C’était la princesse Seniavine, souple dans ses fourrures qui semblaient tenir à sa chair brune et sauvage. Elle s’assit brusquement et, de sa voix rude, pourtant caressante, où il y avait de l’homme et de l’oiseau :

— Ce matin, j’ai traversé tout le Bois à pied avec le général Larivière. Je l’ai rencontré dans l’allée des Potins et je l’ai mené jusqu’au pont d’Argenteuil, où il voulait absolument acheter au gardien du Bois, pour me la donner, une pie savante, qui fait l’exercice avec un petit fusil. Je suis moulue.

— Mais pourquoi donc avez-vous entraîné le général jusqu’au pont d’Argenteuil ?

— Parce qu’il avait la goutte à l’orteil.

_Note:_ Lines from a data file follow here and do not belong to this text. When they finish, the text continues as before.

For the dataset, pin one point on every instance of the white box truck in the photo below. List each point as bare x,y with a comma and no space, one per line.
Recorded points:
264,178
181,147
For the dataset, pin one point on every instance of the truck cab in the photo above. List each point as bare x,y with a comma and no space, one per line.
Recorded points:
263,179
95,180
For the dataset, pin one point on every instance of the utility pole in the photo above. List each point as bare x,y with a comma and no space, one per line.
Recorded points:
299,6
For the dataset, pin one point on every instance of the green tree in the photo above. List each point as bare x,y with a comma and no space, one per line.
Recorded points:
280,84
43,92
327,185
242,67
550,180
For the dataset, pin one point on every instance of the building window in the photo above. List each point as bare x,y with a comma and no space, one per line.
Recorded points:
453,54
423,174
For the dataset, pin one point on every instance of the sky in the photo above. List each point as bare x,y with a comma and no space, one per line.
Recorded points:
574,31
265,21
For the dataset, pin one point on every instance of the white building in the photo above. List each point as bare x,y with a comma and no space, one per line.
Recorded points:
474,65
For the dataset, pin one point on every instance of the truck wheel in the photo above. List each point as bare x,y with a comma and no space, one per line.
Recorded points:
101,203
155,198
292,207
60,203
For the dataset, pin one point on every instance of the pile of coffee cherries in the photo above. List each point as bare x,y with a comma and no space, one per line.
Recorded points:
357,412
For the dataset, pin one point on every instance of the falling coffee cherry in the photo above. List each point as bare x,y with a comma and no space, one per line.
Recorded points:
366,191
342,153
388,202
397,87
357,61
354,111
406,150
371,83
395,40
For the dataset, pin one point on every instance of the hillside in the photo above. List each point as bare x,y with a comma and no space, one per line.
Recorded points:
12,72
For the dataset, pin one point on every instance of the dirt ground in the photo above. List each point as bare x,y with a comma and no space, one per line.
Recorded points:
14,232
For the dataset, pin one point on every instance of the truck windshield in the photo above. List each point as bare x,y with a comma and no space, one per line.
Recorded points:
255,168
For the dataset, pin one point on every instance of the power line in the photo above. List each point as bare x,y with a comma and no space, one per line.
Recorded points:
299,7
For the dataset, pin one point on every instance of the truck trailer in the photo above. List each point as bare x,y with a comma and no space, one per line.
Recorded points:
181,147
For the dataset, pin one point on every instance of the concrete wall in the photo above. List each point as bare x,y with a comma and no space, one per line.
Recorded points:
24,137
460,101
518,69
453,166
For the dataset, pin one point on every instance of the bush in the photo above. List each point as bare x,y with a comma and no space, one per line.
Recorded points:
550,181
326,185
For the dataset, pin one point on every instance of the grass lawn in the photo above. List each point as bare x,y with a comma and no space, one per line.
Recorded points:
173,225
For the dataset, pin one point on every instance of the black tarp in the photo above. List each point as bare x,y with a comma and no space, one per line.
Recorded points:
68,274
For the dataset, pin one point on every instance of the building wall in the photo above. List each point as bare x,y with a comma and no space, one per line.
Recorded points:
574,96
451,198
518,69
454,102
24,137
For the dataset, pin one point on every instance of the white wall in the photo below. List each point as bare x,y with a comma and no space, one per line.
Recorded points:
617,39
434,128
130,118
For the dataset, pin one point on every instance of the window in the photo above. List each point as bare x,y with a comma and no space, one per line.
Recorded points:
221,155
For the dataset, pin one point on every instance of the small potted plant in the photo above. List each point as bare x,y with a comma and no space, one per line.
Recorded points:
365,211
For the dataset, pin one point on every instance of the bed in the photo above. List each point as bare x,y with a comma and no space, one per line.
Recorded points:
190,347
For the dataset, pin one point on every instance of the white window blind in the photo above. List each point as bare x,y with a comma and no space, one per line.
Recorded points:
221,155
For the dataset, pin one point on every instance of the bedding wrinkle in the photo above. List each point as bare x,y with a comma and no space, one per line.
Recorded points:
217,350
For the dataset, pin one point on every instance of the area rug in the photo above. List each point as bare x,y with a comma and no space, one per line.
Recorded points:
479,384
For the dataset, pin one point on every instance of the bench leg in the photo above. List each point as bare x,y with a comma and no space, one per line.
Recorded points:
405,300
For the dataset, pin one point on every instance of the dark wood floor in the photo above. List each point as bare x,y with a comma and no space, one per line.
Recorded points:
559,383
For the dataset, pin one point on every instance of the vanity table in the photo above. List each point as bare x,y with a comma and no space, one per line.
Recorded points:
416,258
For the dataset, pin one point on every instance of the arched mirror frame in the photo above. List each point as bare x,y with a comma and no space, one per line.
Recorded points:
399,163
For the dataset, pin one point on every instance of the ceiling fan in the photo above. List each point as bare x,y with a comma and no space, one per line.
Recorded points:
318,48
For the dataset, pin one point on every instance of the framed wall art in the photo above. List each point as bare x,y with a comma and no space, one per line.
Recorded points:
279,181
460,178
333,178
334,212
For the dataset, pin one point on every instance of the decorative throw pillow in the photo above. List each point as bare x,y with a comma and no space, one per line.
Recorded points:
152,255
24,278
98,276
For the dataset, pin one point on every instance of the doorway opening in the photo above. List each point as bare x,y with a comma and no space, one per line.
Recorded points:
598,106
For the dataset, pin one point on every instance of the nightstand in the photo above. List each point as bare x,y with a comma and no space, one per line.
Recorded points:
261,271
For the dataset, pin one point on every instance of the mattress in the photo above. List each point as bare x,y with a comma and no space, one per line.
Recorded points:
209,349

Thérèse haussa les épaules en souriant :

— Vous gaspillez votre méchanceté. Vous êtes une gâcheuse.

— Et vous voulez, chérie, que j’économise ma bonté et ma méchanceté en vue d’un placement sérieux ?

Elle but du vin de Tokay.

Précédé du bruit puissant de son souffle, le général Larivière s’avança, d’un pas lourd, baisa la main aux deux femmes et s’assit entre elles, l’air têtu et satisfait, l’œil retroussé, riant par tous les petits plis des tempes.